I struggled back to reality. I was again in Ashara’s blue-ice room; had I ever left it? Callina’s hands were still clasped in mine, but Ashara was gone. The glass throne was empty, and as I looked on it the throne, too, was gone, vanished into the mirrored shimmer of the room. Had she ever been there at all? I felt giddy and disoriented, but Callina sagged against me, and I caught her, and the feel of her fainting body in my arms brought me back sternly to reality. The touch of her soft robes, of the end of her hair against my hand, seemed to touch some living nerve in me. I clasped her against me, burying my face against her shoulder. She smelled warm and sweet, with a subtle fragrance, not perfume or scent or cosmetic, just the soft scent of her skin, and it dizzied me; I wanted to go on holding her, but she opened her eyes and swiftly was aware again, holding herself upright and away from me. I bent my head. I dared not touch her, and would not against her will, but for that dizzying moment I wanted her more than I had ever wanted any woman living. Was it only that she was Keeper and so forbidden to me? I stood upright again, cold and aching, my face icy where it had lain against her heart; but I had control of myself again. She seemed unaware, immune to the torrent of feeling that raged in me. Of course, she was a Keeper, she had been taught to move beyond all this, immune to passion—

“Callina,” I said, “cousin, forgive me.”

The faintest flicker of a smile moved on her face. “Never mind, Lew. I wish—” she left the rest unspoken, but I realized she was not quite so insulated from my own torment as I had believed.
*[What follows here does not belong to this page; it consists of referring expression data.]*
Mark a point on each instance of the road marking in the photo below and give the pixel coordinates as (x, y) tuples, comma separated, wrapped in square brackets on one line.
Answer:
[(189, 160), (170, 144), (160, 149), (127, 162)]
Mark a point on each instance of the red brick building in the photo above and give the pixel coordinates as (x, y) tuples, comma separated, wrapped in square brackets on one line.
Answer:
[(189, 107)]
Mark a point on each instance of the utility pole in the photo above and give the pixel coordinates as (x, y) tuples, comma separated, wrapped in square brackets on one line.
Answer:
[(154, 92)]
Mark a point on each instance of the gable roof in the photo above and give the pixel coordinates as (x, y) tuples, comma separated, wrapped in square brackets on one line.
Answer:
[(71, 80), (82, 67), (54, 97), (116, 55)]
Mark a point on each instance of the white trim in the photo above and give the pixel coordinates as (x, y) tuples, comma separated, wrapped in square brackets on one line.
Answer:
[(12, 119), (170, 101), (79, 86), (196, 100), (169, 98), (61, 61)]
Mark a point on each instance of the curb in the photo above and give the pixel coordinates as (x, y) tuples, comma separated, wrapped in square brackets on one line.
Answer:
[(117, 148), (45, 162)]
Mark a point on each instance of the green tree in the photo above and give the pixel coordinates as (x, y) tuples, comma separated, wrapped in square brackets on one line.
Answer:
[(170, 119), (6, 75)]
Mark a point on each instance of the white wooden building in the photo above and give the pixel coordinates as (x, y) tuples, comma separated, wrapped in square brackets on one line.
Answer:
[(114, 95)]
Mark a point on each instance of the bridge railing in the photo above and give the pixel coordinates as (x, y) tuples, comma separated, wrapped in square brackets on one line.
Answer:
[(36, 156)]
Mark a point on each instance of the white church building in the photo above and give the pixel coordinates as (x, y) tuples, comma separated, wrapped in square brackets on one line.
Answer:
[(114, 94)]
“I am no more than human,” she said, and again the faint feather-touch to my wrist, the touch of a Keeper, reassured me. It was like a promise, but we drew apart, knowing that there must remain a barrier between us.

“Where is Ashara?” I asked.

Once again the flicker of a troubled smile on her face. “You had better not ask me,” she murmured. “You would never believe the answer.”

I frowned, and again the uncanny resemblance troubled me, the stillness of Ashara in Callina’s quiet face—I could only guess at the bond between the Keepers. Abruptly, Callina moved toward some invisible door and we were outside, on the stone landing, solid, and I wondered if the blue-ice room had ever existed, or if the whole thing had been some kind of bizarre dream.